Where the interim claim relates to a relevant loss sustained or relevant allowances to be claimed in the year of assessment 2020, such an amendment may not be after 31 May 2021. Where the interim claim relates to a relevant loss sustained or relevant allowances to be claimed in the year of assessment 2021, such an amendment may not be made after 31 May 2022.

(6) This subsection deals with the determination of statutory interest (under section 1080) and the payment of preliminary tax (under section 959AO) in circumstances where a relevant individual makes an interim claim which gives rise to an excess claim.

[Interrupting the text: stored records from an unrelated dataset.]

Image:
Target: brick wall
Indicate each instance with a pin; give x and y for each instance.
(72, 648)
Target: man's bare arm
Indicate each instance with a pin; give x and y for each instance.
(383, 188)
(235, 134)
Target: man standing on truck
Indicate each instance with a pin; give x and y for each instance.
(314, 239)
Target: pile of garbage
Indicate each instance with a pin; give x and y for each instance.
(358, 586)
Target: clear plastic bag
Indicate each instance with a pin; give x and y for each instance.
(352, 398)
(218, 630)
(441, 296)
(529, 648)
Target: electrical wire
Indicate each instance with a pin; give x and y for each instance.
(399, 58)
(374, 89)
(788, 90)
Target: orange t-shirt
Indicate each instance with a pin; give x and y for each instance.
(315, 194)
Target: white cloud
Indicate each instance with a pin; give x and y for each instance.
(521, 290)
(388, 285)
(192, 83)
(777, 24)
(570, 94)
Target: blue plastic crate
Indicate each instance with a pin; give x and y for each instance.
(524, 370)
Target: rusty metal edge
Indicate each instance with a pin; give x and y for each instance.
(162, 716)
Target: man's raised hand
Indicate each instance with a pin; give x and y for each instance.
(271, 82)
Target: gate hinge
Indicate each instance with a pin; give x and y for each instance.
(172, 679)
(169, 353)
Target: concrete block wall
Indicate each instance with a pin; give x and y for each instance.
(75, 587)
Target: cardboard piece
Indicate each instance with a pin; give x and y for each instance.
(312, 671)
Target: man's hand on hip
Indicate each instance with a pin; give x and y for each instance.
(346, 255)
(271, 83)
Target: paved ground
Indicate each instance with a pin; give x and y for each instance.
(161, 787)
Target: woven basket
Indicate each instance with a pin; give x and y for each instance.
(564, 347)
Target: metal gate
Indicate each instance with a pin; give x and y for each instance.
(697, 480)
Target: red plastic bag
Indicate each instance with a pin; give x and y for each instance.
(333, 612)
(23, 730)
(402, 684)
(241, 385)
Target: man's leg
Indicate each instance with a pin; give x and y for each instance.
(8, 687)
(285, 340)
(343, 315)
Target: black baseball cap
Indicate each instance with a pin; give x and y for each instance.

(6)(a)(i) The date on which the tax is repaid or offset in respect of the excess claim will be the date on which the amount of the tax became due and payable for the purpose of determining interest in accordance with section 1080(2)(c).

(6)(a)(ii) Where the interim claim was made neither deliberately or carelessly and the relevant individual reduces the interim claim to reflect the correct amount as soon as is reasonably possible, the date on which the claim is reduced will be the date on which the tax became due and payable for the purposes of determining interest in accordance with section 1080(2)(c). For the purpose of paragraph (a)(ii), the terms “deliberately” and “carelessly” are to take their meaning from section 1077E, which sets out the penalties that apply for deliberately or carelessly making an incorrect return.

(6)(b) Tax repaid pursuant to this section will be disregarded for the purpose of determining whether the relevant individual paid the correct amount of preliminary tax in accordance with section 959AO(3).

Paragraph (b) will not apply where an interim claim is made in a return in respect of which subsections (2) or (5) of section 1077E applies. The effect of this paragraph is that paragraph (b) will not apply where the interim claim was made in an incorrect return either deliberately or carelessly.